The anti-establishment movement finally came to an end in June 1986 when the Mizoram Peace Accord was signed between the MNF and the Government of India. As per this agreement the region was given statehood and the separate State of Mizoram was born in February 1987. MNF chief Laldenga became the State’s first Chief Minister.
A young local stooped over a mobile phone, mentions wistfully that his generation looked at the events of those days through history books and often cannot relate to the events. But it is the elders who have a painful memory and do not want to talk about it. Many elders fall into a chilling silence and seem to want to forget it. But he goes on to add that there are a lot of people who keep the memory alive, especially the younger generation, some of whom have made short films on the era.
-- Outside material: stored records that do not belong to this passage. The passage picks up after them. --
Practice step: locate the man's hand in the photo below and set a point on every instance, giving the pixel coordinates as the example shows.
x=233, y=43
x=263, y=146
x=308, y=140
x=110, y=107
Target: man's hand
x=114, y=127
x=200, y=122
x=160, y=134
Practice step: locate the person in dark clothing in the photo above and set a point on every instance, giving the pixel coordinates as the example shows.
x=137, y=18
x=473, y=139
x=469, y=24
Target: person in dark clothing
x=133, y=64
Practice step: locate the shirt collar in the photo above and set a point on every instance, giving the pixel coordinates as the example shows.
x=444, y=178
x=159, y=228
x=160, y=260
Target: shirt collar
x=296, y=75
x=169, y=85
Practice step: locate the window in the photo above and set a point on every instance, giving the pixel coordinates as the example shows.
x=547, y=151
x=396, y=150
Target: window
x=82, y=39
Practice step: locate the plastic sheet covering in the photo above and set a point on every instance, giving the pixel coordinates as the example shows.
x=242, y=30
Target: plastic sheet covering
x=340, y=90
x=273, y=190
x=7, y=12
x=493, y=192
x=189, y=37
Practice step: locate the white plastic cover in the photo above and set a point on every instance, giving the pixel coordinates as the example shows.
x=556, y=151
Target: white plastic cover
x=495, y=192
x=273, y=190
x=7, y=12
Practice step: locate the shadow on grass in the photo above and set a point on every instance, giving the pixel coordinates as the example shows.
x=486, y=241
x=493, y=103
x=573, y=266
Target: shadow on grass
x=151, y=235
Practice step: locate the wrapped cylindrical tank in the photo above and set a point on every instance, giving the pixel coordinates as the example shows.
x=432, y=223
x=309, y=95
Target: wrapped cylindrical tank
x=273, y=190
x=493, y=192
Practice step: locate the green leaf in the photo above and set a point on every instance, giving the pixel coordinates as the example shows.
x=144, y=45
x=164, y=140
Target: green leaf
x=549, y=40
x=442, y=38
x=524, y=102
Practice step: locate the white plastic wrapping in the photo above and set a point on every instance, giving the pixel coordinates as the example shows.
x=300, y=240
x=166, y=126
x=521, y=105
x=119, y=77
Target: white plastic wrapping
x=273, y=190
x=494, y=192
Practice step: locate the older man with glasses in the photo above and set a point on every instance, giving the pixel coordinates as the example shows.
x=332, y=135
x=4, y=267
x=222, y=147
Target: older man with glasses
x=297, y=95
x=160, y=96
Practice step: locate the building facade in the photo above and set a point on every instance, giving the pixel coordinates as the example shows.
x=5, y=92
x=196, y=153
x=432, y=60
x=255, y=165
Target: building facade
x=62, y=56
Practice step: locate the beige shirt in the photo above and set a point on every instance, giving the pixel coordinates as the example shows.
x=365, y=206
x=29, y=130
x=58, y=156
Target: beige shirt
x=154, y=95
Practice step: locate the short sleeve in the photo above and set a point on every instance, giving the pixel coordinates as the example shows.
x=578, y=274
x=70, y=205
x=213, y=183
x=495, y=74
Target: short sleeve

Local organisations have also worked hard to claim compensation for victims who faced atrocities during those years. As he succinctly mentions, “The collusion of the sufferers”, especially the old, does not wipe out the memories of the days.
Late in the day, a jarring feeling returned. And it was then, that a Mizo friend spoke about the unnaturally hanging villages by the roadsides. After the bombings of 1966 which was not even officially accepted by the Government till the 1980s, the Government decided to create Protected and Progressive Villages (PPV). A misnomer if there ever was one, the authorities herded villagers from across the tiny hill State into 110 such camps and sowed the seeds of an undisguised annihilation of traditional customs.
The sociocultural impacts of forcing communities to leave their traditional lands while their lives burnt to the ground is felt to this day with a bewildered community still searching for answers for that senseless act of brutality.
For many people, the bombing was a minor event when compared to the PPVs. These forced segregations had a long-lasting effect on Mizo society as many people lost their ancestral bearings. The pain was not even about burning of assets, but the perceptible change in societal norms with people forced to live in proximity with other villagers.
The widespread human rights abuses, pervasive food shortage in a new place, and a growing disconnect from their ancestral villages, have left a scar. Even after the PPVs were disbanded and many people returned, they reverted to a broken society. Many did not even return and continued staying near the camp grounds.
The break up meant that many small clusters of pseudo-villages came up in the State. Administrative decisions on developing infrastructure in the villages became a challenge as choices had to be made upon where to start a school, which village should get a water supply and so on. The results have been long drawn but often visible in the faces of children who must walk long distances to attend school, increased isolation and poverty, poor healthcare and scanty water supply, the hinterland is still picking up the pieces from living forcibly.
Now New Delhi’s measures to prevent Myanmarese nationals fleeing the junta from entering Indian States bordering Myanmar have opened up old wounds.
The Mizos do not ask for much, as those lucky enough to make the arduous journey to the Mizo hills will attest to. They love unconditionally and care for their land as few other communities do. Above all, they exude the same extraordinary warmth that many hill communities display — be it the Himachali, Uttaranchali, Sikkimese and Arunachalis. However, the Mizos do clamour for closure so that the burden of ‘Zoram Day’ and life in PPVs can be relieved. Closure and acknowledgement of those days will sow the seeds for a deep reconciliation in the future.
The writer is Assistant Professor at Azim Premji University. The views expressed are personal.